On September 4th, 2018, we deployed Operation Grim Sky to the live servers. The Grim Sky update came with improvements to the overall matchmaking flow aimed at making the initial game server selection process much smoother. Upon deployment, we noticed an increase in the number of matchmaking errors generated when compared to the Test Server phase. Players, primarily in North America, were unable to use the matchmaking system to join matches.
Below you will find a summary of what happened, and the steps we took to fix it.
The Matchmaking Process
Selecting the “Multiplayer” button for any of the online game modes, initiates a two-step process.
First, the game contacts our matchmaking services, searching for the best possible match. This step, depending on the game mode, your rank, and the current player population, typically averages 10-60 seconds (the degradation did not impact this step of the process).
Second, the client attempts to connect to the game server. This is the point at which the degradation occurred.
Connections to our game servers are an exchange of UDP (User Datagram Protocol) messages between the client and the server. From a high-level perspective, they look like this:
The client negotiates a communication channel with the server, waits for a frame (~16ms) and then starts sending information (Hello) on that channel.
The Discovery
Through the investigation of this issue, we learned that there was a pre-existing bug in the server end of the connection: if the 4th message (Hello) reached the game server before the 3rd (Ack) within a very short time frame, the connection ends up in an error state and can’t recover. This will guarantee a 6-0x00001000 error (connection timed out).
In most cases, when messages are sent in a specific order, they are received in the same specific order. The reordering of messages is rare enough that the error itself is not frequent, but it is worth noting that it can also happen in legitimate cases - for instance: it can occur with a mis-configured firewall on the player’s side, which make it hard to track properly. Put another way, a small amount of those errors is nothing serious and is to be expected, but a huge amount is not and is considered abnormal. This is the primary reason why we were not able to immediately recognize the extent of the issue during the Test Server, due to a much smaller Test Server sample size.
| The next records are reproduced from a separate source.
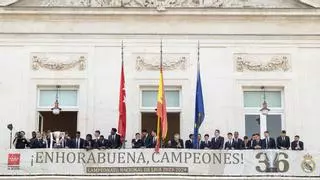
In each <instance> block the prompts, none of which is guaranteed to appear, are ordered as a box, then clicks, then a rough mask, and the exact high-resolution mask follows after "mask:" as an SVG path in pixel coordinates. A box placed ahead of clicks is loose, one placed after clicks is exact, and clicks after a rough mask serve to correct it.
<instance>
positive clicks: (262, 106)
mask: <svg viewBox="0 0 320 180" xmlns="http://www.w3.org/2000/svg"><path fill="white" fill-rule="evenodd" d="M261 90H263V103H262V108H261V109H260V112H261V113H262V114H263V115H268V113H269V111H270V109H269V108H268V103H267V101H266V90H265V88H264V86H261Z"/></svg>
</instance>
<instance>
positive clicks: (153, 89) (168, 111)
mask: <svg viewBox="0 0 320 180" xmlns="http://www.w3.org/2000/svg"><path fill="white" fill-rule="evenodd" d="M164 90H165V91H178V92H179V93H178V94H179V106H178V107H168V106H167V112H181V109H182V106H181V105H182V98H181V97H182V96H181V95H182V94H181V93H182V89H181V87H179V86H165V87H164ZM143 91H156V92H157V91H158V86H140V91H139V94H140V100H139V108H140V112H155V109H156V108H157V107H144V106H142V98H143V97H142V96H143Z"/></svg>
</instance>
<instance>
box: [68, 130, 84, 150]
mask: <svg viewBox="0 0 320 180" xmlns="http://www.w3.org/2000/svg"><path fill="white" fill-rule="evenodd" d="M71 148H73V149H84V139H83V138H80V131H77V132H76V138H74V139H73V140H72V146H71Z"/></svg>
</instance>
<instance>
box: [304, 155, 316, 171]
mask: <svg viewBox="0 0 320 180" xmlns="http://www.w3.org/2000/svg"><path fill="white" fill-rule="evenodd" d="M301 168H302V170H303V171H304V172H306V173H312V172H313V171H314V170H315V169H316V163H315V162H314V161H313V159H312V156H311V155H310V154H306V155H304V156H303V161H302V163H301Z"/></svg>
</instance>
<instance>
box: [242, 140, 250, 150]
mask: <svg viewBox="0 0 320 180" xmlns="http://www.w3.org/2000/svg"><path fill="white" fill-rule="evenodd" d="M242 148H243V149H251V141H248V142H247V143H245V142H244V141H242Z"/></svg>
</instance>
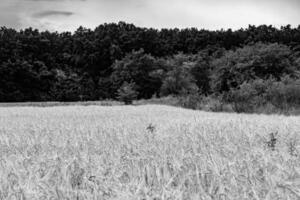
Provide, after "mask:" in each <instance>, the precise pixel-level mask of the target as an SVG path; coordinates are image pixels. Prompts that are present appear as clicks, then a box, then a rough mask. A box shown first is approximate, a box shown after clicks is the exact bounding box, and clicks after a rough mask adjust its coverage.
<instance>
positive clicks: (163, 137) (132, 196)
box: [0, 105, 300, 200]
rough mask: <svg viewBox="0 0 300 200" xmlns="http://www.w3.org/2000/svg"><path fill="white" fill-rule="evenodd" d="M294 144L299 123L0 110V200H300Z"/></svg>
mask: <svg viewBox="0 0 300 200" xmlns="http://www.w3.org/2000/svg"><path fill="white" fill-rule="evenodd" d="M276 132H278V134H275V133H276ZM271 133H274V134H273V135H274V137H276V142H275V143H274V144H273V143H272V144H273V145H274V148H273V147H272V148H270V145H269V144H270V142H273V139H274V138H273V139H272V138H270V134H271ZM270 139H271V140H270ZM299 144H300V117H286V116H276V115H273V116H265V115H243V114H224V113H207V112H200V111H191V110H185V109H181V108H175V107H168V106H157V105H148V106H127V107H125V106H115V107H97V106H87V107H83V106H68V107H48V108H30V107H10V108H0V199H1V200H2V199H23V200H24V199H51V200H55V199H70V200H73V199H80V200H81V199H95V200H96V199H120V200H121V199H122V200H126V199H130V200H134V199H153V200H154V199H156V200H159V199H161V200H163V199H168V200H171V199H203V200H210V199H211V200H212V199H218V200H219V199H221V200H223V199H224V200H225V199H229V200H231V199H236V200H243V199H245V200H246V199H247V200H248V199H254V200H261V199H266V200H268V199H272V200H275V199H287V200H289V199H290V200H299V199H300V155H299V153H300V151H299Z"/></svg>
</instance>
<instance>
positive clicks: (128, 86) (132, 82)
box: [117, 82, 138, 105]
mask: <svg viewBox="0 0 300 200" xmlns="http://www.w3.org/2000/svg"><path fill="white" fill-rule="evenodd" d="M134 88H135V84H134V83H133V82H131V83H128V82H124V83H123V84H122V86H121V87H120V88H119V89H118V94H117V98H118V99H119V100H120V101H123V102H124V103H125V105H130V104H132V102H133V100H135V99H136V98H137V96H138V92H137V91H136V90H135V89H134Z"/></svg>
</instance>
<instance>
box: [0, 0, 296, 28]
mask: <svg viewBox="0 0 300 200" xmlns="http://www.w3.org/2000/svg"><path fill="white" fill-rule="evenodd" d="M119 21H125V22H127V23H133V24H135V25H137V26H142V27H152V28H158V29H160V28H190V27H196V28H199V29H202V28H204V29H209V30H216V29H221V28H223V29H228V28H232V29H239V28H246V27H248V25H249V24H251V25H261V24H268V25H274V26H277V27H280V26H281V25H287V24H291V25H292V26H294V27H297V26H298V25H299V24H300V0H0V26H6V27H10V28H16V29H23V28H27V27H33V28H38V29H41V30H50V31H59V32H61V31H74V30H76V29H77V28H78V27H79V26H83V27H87V28H91V29H93V28H95V27H96V26H98V25H100V24H103V23H110V22H119Z"/></svg>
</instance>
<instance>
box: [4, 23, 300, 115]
mask: <svg viewBox="0 0 300 200" xmlns="http://www.w3.org/2000/svg"><path fill="white" fill-rule="evenodd" d="M299 71H300V26H298V27H297V28H292V27H291V26H290V25H287V26H283V27H281V28H275V27H273V26H267V25H261V26H251V25H249V27H248V28H246V29H239V30H235V31H233V30H231V29H228V30H218V31H209V30H204V29H201V30H199V29H196V28H189V29H161V30H157V29H152V28H141V27H136V26H135V25H133V24H128V23H125V22H119V23H110V24H102V25H100V26H98V27H96V28H95V29H94V30H91V29H87V28H83V27H79V28H78V29H77V30H76V31H75V32H74V33H70V32H63V33H58V32H49V31H42V32H40V31H39V30H37V29H32V28H27V29H24V30H20V31H17V30H14V29H11V28H6V27H2V28H1V29H0V77H1V79H0V102H23V101H86V100H102V99H120V96H123V97H124V98H125V99H126V98H129V99H132V98H137V99H149V98H152V97H154V96H155V97H163V96H168V95H173V96H191V95H193V96H195V95H196V96H206V97H207V96H214V97H218V98H219V99H220V97H221V99H222V101H223V102H234V103H235V104H237V106H236V107H243V106H241V105H240V104H238V102H241V104H242V103H245V102H248V101H252V100H251V99H252V97H253V96H254V97H255V98H261V99H264V100H265V101H268V102H270V101H271V99H274V96H276V95H281V93H282V92H285V93H286V91H289V92H290V93H291V94H284V97H282V98H284V101H285V102H290V101H291V102H292V103H293V104H298V103H299V99H300V98H298V99H297V97H298V96H295V95H297V94H298V95H299V89H298V88H300V87H299V76H300V73H299ZM276 84H277V86H276V87H275V86H274V85H276ZM279 86H280V87H281V89H282V91H281V93H280V91H270V90H271V88H273V90H278V88H279ZM263 88H265V89H263ZM287 88H289V89H287ZM251 92H252V93H251ZM275 93H276V95H275ZM277 93H278V94H277ZM126 95H127V97H126ZM247 95H248V96H247ZM289 95H290V96H292V97H290V96H289ZM250 97H251V98H250ZM278 98H279V97H277V99H278ZM280 98H281V97H280ZM261 99H260V100H259V102H261ZM275 99H276V98H275ZM275 99H274V101H275ZM253 101H255V102H258V100H257V99H256V100H253ZM129 102H130V101H129ZM271 102H272V101H271ZM247 104H249V102H248V103H247ZM272 104H274V105H275V104H276V103H272ZM299 104H300V103H299ZM236 109H238V108H236ZM239 109H243V108H239Z"/></svg>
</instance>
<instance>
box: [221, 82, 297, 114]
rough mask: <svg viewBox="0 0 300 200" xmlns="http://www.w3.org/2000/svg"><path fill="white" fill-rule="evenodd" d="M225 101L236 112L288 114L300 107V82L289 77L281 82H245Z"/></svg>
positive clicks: (225, 95)
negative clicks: (228, 104)
mask: <svg viewBox="0 0 300 200" xmlns="http://www.w3.org/2000/svg"><path fill="white" fill-rule="evenodd" d="M224 100H225V101H227V102H229V103H232V105H233V109H234V111H235V112H248V113H252V112H262V111H264V110H265V111H266V112H268V113H269V112H275V110H277V112H280V113H282V112H284V113H286V112H288V111H289V110H290V109H293V108H297V107H299V106H300V80H299V79H292V78H290V77H288V76H286V77H284V78H283V79H282V80H281V81H275V80H274V79H268V80H261V79H257V80H254V81H250V82H244V83H243V84H242V85H241V86H240V87H239V88H237V89H231V90H230V91H229V92H228V93H226V95H225V98H224Z"/></svg>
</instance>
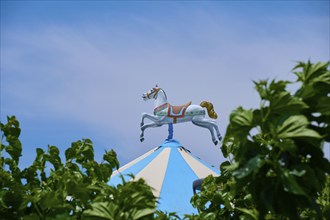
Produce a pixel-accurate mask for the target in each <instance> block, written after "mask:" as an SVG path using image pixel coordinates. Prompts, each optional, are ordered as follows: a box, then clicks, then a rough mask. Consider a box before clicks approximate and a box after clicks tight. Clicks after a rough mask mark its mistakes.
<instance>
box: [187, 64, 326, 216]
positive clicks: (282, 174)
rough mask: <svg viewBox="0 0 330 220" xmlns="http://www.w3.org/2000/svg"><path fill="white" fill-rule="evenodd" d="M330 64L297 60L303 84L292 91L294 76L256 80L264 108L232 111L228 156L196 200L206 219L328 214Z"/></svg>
mask: <svg viewBox="0 0 330 220" xmlns="http://www.w3.org/2000/svg"><path fill="white" fill-rule="evenodd" d="M328 67H329V63H316V64H312V63H311V62H307V63H302V62H300V63H298V64H297V65H296V66H295V67H294V69H293V71H294V74H295V75H296V76H297V83H299V84H300V87H299V89H298V90H297V91H296V92H295V93H293V94H291V93H290V92H289V91H288V90H287V85H288V84H291V83H292V82H289V81H281V80H279V81H276V80H272V81H268V80H262V81H259V82H254V83H255V86H256V90H257V91H258V93H259V95H260V98H261V103H260V108H258V109H244V108H242V107H239V108H237V109H236V110H235V111H233V112H232V114H231V115H230V124H229V125H228V127H227V130H226V135H225V137H224V141H223V145H222V152H223V154H224V156H225V157H229V161H226V162H224V163H222V164H221V167H220V169H221V176H219V177H216V178H214V177H208V178H207V179H206V180H205V182H204V184H203V186H202V190H201V193H200V194H198V195H195V196H194V197H193V198H192V204H193V205H194V206H195V207H197V208H198V209H199V210H200V214H199V216H198V217H199V218H200V219H203V218H206V217H207V218H208V219H299V218H305V219H308V218H312V219H326V218H327V217H328V216H329V204H330V202H329V181H330V180H329V173H330V163H329V161H328V160H327V159H326V158H325V157H324V155H323V151H322V147H323V146H324V143H325V142H329V141H330V125H329V122H330V72H329V70H328ZM231 157H232V158H233V160H231V159H230V158H231Z"/></svg>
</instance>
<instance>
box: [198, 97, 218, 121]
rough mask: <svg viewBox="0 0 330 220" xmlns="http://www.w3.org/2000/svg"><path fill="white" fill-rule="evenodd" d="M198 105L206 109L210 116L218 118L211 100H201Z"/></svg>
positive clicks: (214, 118)
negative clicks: (198, 104)
mask: <svg viewBox="0 0 330 220" xmlns="http://www.w3.org/2000/svg"><path fill="white" fill-rule="evenodd" d="M199 105H200V106H202V107H203V108H206V109H207V113H208V114H209V116H210V118H213V119H217V118H218V114H217V113H216V112H215V111H214V108H213V104H212V103H211V102H208V101H203V102H201V104H199Z"/></svg>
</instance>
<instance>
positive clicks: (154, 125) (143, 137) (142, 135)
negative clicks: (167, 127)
mask: <svg viewBox="0 0 330 220" xmlns="http://www.w3.org/2000/svg"><path fill="white" fill-rule="evenodd" d="M160 126H162V124H158V123H153V122H151V123H149V124H145V125H143V126H142V127H141V135H140V141H141V142H143V141H144V130H145V129H147V128H154V127H160Z"/></svg>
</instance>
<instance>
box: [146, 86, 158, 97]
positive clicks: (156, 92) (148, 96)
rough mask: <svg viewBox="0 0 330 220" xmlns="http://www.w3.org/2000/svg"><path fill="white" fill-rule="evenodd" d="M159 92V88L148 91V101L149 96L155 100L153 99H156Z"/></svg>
mask: <svg viewBox="0 0 330 220" xmlns="http://www.w3.org/2000/svg"><path fill="white" fill-rule="evenodd" d="M159 91H160V88H153V89H152V90H151V91H150V93H149V92H147V97H148V99H150V96H151V95H153V97H152V98H154V99H155V98H156V97H157V95H158V92H159Z"/></svg>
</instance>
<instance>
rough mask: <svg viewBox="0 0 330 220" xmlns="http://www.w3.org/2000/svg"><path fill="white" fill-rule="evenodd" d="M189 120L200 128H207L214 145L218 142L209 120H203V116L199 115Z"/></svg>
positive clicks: (196, 125)
mask: <svg viewBox="0 0 330 220" xmlns="http://www.w3.org/2000/svg"><path fill="white" fill-rule="evenodd" d="M191 122H192V123H193V124H194V125H196V126H199V127H202V128H207V129H208V130H209V131H210V133H211V137H212V141H213V143H214V145H217V144H218V141H217V139H216V138H215V135H214V130H213V125H212V124H211V123H210V122H209V121H206V120H203V118H200V117H193V118H192V120H191Z"/></svg>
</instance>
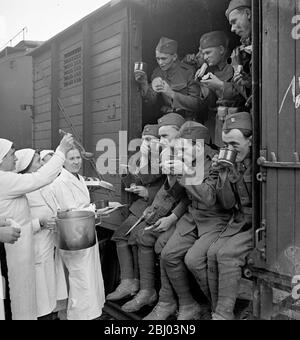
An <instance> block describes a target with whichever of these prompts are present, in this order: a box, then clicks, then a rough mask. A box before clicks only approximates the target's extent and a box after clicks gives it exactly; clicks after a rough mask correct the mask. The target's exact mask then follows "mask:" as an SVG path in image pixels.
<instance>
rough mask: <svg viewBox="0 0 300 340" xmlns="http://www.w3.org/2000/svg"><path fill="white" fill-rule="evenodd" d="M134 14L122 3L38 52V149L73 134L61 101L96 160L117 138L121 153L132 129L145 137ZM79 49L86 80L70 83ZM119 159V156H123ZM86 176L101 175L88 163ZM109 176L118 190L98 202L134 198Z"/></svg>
mask: <svg viewBox="0 0 300 340" xmlns="http://www.w3.org/2000/svg"><path fill="white" fill-rule="evenodd" d="M133 13H134V10H133V9H131V8H129V7H128V6H124V5H122V4H121V5H120V6H115V8H113V9H111V10H110V11H109V12H107V11H106V12H105V14H104V12H103V13H102V12H101V10H100V11H99V13H98V14H96V15H92V16H91V17H90V18H88V19H87V20H85V21H83V22H82V23H79V24H78V25H77V26H74V27H71V28H70V29H69V31H68V30H67V31H66V32H64V34H62V35H59V36H57V37H55V38H53V39H52V40H51V41H50V42H49V46H47V49H45V47H44V48H42V49H40V52H39V51H37V52H36V53H34V55H33V57H34V61H33V65H34V107H35V114H34V146H35V148H42V149H43V148H49V147H51V146H52V147H54V146H55V145H57V143H58V141H59V136H58V130H59V129H60V128H61V129H63V130H66V131H70V128H69V127H68V124H67V122H66V119H65V117H64V115H63V113H62V112H61V111H60V110H59V107H58V105H57V101H58V100H61V102H62V104H63V106H64V109H65V111H66V113H67V114H68V116H69V117H70V119H71V121H72V124H73V126H74V128H75V130H76V131H77V132H78V134H79V136H80V138H81V139H82V140H83V144H84V146H85V148H86V149H87V150H88V151H92V152H95V153H96V158H97V157H98V156H99V154H100V152H96V149H97V143H98V142H99V140H101V139H104V138H109V139H112V140H114V141H115V143H116V145H117V151H118V147H119V131H121V130H123V131H128V139H129V140H130V139H132V138H134V137H135V138H136V137H138V136H139V135H140V132H141V124H142V123H141V121H142V118H141V117H140V115H141V100H140V98H139V97H138V96H137V92H136V86H132V85H133V84H134V81H133V79H132V75H131V74H132V72H130V70H131V69H133V63H134V61H135V60H138V59H139V58H140V56H141V50H140V44H139V42H138V41H137V39H140V37H139V36H137V34H135V33H134V32H136V24H134V25H132V22H133V21H134V18H133V16H135V14H133ZM132 37H133V38H132ZM133 45H134V46H135V47H133ZM77 49H81V64H80V66H81V77H82V79H81V81H80V82H77V83H76V84H68V83H66V78H65V76H66V74H65V71H66V67H65V64H66V62H67V61H66V58H67V57H68V56H69V55H70V53H71V55H72V51H74V50H77ZM138 113H139V114H138ZM123 146H124V145H123ZM98 151H100V150H98ZM102 151H103V150H102ZM116 158H117V159H118V158H119V155H118V152H117V154H116ZM85 174H87V175H91V176H93V175H95V174H93V172H92V171H91V168H90V167H89V166H88V165H87V164H86V165H85ZM104 178H105V179H106V180H107V181H109V182H111V183H112V184H114V186H115V189H116V192H115V193H114V194H112V195H109V196H107V193H105V192H103V191H101V190H100V191H98V192H96V193H94V194H93V198H94V199H95V200H97V199H101V198H109V199H110V201H123V202H126V201H127V199H128V197H127V196H126V194H125V195H124V193H122V190H121V180H120V177H119V175H105V176H104ZM123 219H124V216H123V214H122V212H117V213H114V214H113V216H111V217H110V218H109V219H107V220H105V223H106V224H107V225H108V227H111V228H115V227H116V226H118V225H119V224H120V221H121V220H123Z"/></svg>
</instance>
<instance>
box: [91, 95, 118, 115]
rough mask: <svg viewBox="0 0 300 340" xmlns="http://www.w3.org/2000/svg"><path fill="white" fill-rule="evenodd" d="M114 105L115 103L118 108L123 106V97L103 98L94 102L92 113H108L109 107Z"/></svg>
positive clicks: (93, 103)
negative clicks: (103, 112)
mask: <svg viewBox="0 0 300 340" xmlns="http://www.w3.org/2000/svg"><path fill="white" fill-rule="evenodd" d="M113 103H115V105H116V107H120V106H121V96H120V95H116V96H111V97H108V98H103V99H101V100H100V99H99V100H98V99H95V100H94V101H93V102H92V112H93V113H97V112H102V111H107V110H108V108H109V106H111V105H112V104H113Z"/></svg>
The Evolution of the Degradation
One of the changes we made in Operation Grim Sky is an optimization where the client does not wait, and sends the 3rd and 4th messages immediately, still in sequence, in a very short time-frame. On most Internet Service Providers, this has no noticeable effect. On some ISPs, the two messages being sent were so closely timed, that it caused them to be reordered in most cases, making the issue a nearly guaranteed occurrence for players using that provider. This resulted from the low latency offered through the connections with that ISP. In essence, the lower the latency of a player’s connection, the higher likelihood of encountering this error.
Additionally, if at least one player in a squad is unable to join a match, the game server connection phase fails for everyone (2-0x0000D012). This was originally designed to ensure the integrity of squads while matchmaking, however, with so many players affected by the initial error, it triggered a cascade effect on those who joined an impacted player’s squad.
Once we identified and confirmed the problem, we were able to fix the game server to ensure this issue will not happen anymore moving forward.
Timeline to a Fix
Our entire first couple of days was spent trying to reproduce the issue to the best of our understanding of the situation at the time. Unfortunately, these efforts were not met with success. No matter how many different simulations of latency, jitter, and packet loss we experimented with, we were not able to reproduce it with enough confidence that we had found the actual root of the problem. Spending time and resources to try and “fix” something that is not the actual cause of the problem is detrimental to both us and the players as it only serves to prolong the life of the problem.
Luckily, many players reached out to us and offered their help. We worked closely with a few players that had an extremely high occurrence rate, and through their generosity and cooperation, we were able to make greater strides in our investigation. By the second debug session, we were confident that we had discovered the source of the problem and could then begin working towards an actual fix. By Sunday evening, we had finalized a fix, and after running a final debug session with our volunteer test case players on Monday to ensure the issue was no longer present, we felt that we had found the solution. The fix was immediately then scheduled to be deployed the following business day, on Tuesday.
Next Steps
One of the main issues we faced when attempting to ascertain the cause of the issue was due to the fact that it was released at the same time as a major Season update. This made it impossible to roll back as it would have meant un-releasing the entire Season.
For the future, we have begun preparations for improving our release process that will allow us to deploy new content – particularly new Seasonal content – separately from low-level, non-player facing changes. So in the event that similar problems happen again, we will have the ability to rollback if necessary.
We want to take this opportunity to once again express our gratitude to those players that offered their time to help us solve the issue for the whole Rainbow Six community. You are awesome!
Additionally, we are continuing to work on the crashes that players are encountering across all platforms. We have fixes for the majority of these coming with Patch 3.1.